Cause: The detail message Java heap space indicates object could not be allocated in the Java heap. This error does not necessarily imply a memory leak. The problem can be as simple as a configuration issue, where the specified heap size (or the default size, if it is not specified) is insufficient for the application.


My first choice would be a dedicated heap tool such as pageheap.exe.

Rewriting new and delete might be useful, but that doesn't catch the allocs committed by lower-level code. If this is what you want, better to Detour the low-level alloc APIs using Microsoft Detours.

Also sanity checks such as: verify your run-time libraries match (release vs. debug, multi-threaded vs. single-threaded, dll vs. static lib), look for bad deletes (eg, delete where delete [] should have been used), make sure you're not mixing and matching your allocs.

Also try selectively turning off threads and see when/if the problem goes away.

What does the call stack etc look like at the time of the first exception?


I have same problems in my work (we also use VC6 sometimes). And there is no easy solution for it. I have only some hints:

  • Try with automatic crash dumps on production machine (see Process Dumper). My experience says Dr. Watson is not perfect for dumping.
  • Remove all catch(...) from your code. They often hide serious memory exceptions.
  • Check Advanced Windows Debugging - there are lots of great tips for problems like yours. I recomend this with all my heart.
  • If you use STL try STLPort and checked builds. Invalid iterator are hell.

Good luck. Problems like yours take us months to solve. Be ready for this...


We've had pretty good luck by writing our own malloc and free functions. In production, they just call the standard malloc and free, but in debug, they can do whatever you want. We also have a simple base class that does nothing but override the new and delete operators to use these functions, then any class you write can simply inherit from that class. If you have a ton of code, it may be a big job to replace calls to malloc and free to the new malloc and free (don't forget realloc!), but in the long run it's very helpful.

In Steve Maguire's book Writing Solid Code (highly recommended), there are examples of debug stuff that you can do in these routines, like:

  • Keep track of allocations to find leaks
  • Allocate more memory than necessary and put markers at the beginning and end of memory -- during the free routine, you can ensure these markers are still there
  • memset the memory with a marker on allocation (to find usage of uninitialized memory) and on free (to find usage of free'd memory)

Another good idea is to never use things like strcpy, strcat, or sprintf -- always use strncpy, strncat, and snprintf.
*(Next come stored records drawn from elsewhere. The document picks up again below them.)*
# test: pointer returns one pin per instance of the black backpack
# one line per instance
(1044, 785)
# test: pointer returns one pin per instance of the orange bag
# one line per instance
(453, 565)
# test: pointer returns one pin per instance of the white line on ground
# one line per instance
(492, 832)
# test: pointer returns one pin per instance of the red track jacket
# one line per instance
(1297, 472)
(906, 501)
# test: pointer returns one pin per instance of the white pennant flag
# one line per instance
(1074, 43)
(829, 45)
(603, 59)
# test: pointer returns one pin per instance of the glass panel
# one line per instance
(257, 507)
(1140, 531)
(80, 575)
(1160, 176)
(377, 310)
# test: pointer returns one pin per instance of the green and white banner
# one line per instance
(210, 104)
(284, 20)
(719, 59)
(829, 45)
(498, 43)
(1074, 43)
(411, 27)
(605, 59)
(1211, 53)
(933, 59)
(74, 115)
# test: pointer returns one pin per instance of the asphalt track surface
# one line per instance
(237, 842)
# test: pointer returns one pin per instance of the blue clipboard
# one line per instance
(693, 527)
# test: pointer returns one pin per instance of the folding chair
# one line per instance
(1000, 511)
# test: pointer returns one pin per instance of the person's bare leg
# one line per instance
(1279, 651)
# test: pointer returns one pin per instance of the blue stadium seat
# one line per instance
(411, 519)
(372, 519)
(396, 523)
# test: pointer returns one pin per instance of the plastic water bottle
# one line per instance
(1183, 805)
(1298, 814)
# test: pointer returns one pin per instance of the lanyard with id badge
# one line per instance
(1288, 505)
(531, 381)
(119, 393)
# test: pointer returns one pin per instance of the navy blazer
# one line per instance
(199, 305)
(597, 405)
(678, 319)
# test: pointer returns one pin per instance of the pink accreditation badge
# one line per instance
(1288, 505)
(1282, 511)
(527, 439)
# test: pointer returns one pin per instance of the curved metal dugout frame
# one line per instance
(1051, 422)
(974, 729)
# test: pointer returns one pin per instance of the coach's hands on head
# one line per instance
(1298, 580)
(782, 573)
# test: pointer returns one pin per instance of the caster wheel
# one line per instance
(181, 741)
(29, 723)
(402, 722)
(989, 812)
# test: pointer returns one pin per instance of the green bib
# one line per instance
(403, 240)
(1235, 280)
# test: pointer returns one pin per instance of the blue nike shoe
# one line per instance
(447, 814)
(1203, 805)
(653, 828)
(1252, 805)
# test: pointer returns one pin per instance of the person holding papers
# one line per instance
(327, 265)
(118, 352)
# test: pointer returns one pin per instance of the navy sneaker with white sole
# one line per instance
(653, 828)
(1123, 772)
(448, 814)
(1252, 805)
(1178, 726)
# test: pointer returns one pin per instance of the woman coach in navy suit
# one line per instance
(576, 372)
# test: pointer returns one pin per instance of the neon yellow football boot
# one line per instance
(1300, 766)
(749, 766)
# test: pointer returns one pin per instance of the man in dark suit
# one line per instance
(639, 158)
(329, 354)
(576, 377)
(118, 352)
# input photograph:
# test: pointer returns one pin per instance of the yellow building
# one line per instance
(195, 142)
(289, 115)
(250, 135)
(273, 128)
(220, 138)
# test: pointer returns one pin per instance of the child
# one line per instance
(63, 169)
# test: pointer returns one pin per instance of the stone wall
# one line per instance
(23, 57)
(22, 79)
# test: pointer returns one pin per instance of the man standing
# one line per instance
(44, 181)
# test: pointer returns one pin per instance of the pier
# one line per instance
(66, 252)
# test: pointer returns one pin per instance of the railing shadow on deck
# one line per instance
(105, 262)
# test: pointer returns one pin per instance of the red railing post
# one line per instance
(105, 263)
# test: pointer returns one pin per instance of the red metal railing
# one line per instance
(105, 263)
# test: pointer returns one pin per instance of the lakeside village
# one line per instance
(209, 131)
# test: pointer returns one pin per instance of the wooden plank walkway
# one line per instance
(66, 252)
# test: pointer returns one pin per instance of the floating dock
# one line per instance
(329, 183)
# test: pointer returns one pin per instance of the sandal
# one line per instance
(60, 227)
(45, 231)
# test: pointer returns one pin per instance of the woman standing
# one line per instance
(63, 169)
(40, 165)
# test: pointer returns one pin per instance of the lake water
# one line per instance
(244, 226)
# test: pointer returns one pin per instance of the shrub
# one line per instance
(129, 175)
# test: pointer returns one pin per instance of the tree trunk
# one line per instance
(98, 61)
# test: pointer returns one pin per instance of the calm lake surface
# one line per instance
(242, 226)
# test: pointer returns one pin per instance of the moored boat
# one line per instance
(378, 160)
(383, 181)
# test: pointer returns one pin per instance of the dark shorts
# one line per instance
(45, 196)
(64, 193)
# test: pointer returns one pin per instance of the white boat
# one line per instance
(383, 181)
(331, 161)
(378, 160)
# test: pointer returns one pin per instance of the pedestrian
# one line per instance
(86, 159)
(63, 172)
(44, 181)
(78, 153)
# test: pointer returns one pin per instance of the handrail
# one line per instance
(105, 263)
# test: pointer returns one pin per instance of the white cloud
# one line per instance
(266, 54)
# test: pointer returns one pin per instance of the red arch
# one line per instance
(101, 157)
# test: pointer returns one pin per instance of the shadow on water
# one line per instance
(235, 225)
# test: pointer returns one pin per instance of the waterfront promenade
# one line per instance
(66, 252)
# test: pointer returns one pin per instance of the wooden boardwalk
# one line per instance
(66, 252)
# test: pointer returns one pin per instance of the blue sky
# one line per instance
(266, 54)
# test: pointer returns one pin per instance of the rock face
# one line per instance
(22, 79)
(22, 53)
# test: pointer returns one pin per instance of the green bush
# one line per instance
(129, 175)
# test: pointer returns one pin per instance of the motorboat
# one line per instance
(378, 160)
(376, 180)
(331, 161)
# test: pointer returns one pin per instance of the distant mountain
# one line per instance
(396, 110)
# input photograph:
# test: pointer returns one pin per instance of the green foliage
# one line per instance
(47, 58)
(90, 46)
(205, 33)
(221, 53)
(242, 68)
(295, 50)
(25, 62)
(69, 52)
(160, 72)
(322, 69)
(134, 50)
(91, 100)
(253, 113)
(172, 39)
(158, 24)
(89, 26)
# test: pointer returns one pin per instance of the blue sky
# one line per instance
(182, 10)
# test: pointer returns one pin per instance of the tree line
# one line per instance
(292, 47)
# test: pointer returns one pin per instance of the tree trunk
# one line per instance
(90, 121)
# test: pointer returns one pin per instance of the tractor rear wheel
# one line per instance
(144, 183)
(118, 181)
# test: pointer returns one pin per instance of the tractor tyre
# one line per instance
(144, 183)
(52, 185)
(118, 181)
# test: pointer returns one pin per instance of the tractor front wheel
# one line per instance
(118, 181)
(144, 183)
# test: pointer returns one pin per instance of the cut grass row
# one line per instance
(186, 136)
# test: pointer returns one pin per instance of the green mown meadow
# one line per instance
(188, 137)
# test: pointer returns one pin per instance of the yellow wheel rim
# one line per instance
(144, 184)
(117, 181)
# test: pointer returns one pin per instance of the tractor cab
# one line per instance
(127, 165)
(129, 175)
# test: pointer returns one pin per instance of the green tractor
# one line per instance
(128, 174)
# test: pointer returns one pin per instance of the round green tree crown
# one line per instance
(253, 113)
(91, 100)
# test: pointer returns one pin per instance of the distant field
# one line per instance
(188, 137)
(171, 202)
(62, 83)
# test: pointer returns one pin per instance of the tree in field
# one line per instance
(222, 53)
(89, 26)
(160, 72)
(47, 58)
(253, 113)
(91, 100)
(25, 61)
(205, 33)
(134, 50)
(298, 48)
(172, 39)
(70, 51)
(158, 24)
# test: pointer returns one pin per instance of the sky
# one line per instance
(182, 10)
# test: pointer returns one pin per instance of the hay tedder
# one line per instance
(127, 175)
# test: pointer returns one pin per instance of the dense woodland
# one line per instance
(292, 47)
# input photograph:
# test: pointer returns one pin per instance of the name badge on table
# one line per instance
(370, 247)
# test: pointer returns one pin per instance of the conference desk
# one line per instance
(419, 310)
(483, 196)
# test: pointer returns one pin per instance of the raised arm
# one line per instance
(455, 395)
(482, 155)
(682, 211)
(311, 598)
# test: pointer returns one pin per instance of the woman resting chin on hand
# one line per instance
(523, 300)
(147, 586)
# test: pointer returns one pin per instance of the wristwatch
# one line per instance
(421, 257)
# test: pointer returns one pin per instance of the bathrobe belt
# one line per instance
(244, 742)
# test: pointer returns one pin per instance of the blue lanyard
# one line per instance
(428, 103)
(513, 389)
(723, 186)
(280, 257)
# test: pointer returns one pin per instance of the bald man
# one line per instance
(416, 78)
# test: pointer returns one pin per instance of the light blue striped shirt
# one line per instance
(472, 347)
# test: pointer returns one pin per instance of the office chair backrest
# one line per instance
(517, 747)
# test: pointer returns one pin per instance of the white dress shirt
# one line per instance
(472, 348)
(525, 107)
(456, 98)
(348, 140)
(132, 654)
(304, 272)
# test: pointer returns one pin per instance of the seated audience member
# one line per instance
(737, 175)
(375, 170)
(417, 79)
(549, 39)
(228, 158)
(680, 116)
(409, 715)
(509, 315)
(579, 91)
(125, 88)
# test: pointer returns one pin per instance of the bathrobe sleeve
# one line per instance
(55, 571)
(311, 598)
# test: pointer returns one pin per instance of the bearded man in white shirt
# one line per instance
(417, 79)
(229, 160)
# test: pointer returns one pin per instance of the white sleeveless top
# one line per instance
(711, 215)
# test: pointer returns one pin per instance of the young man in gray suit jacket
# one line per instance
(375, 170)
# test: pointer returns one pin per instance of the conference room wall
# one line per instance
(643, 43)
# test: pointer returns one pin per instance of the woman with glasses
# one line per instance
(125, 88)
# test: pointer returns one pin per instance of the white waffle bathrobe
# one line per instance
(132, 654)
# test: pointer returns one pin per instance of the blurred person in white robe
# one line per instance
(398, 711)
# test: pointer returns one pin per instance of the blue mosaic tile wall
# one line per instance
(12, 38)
We've written our own versions of these as well, to make sure we don't write off the end of a buffer, and these have caught lots of problems too.


Run the original application with ADplus -crash -pn appnename.exe When the memory issue pops-up you will get a nice big dump.

You can analyze the dump to figure what memory location was corrupted. If you are lucky the overwrite memory is a unique string you can figure out where it came from. If you are not lucky, you will need to dig into win32 heap and figure what was the orignal memory characteristics. (heap -x might help)

After you know what was messed-up, you can narrow appverifier usage with special heap settings. i.e. you can specify what DLL you monitor, or what allocation size to monitor.

Hopefully this will speedup the monitoring enough to catch the culprit.

In my experience, I never needed full heap verifier mode, but I spent a lot of time analyzing the crash dump(s) and browsing sources.

P.S: You can use DebugDiag to analyze the dumps. It can point out the DLL owning the corrupted heap, and give you other usefull details.


You should attack this problem with both runtime and static analysis.

For static analysis consider compiling with PREfast (cl.exe /analyze). It detects mismatched delete and delete[], buffer overruns and a host of other problems. Be prepared, though, to wade through many kilobytes of L6 warning, especially if your project still has L4 not fixed.

PREfast is available with Visual Studio Team System and, apparently, as part of Windows SDK.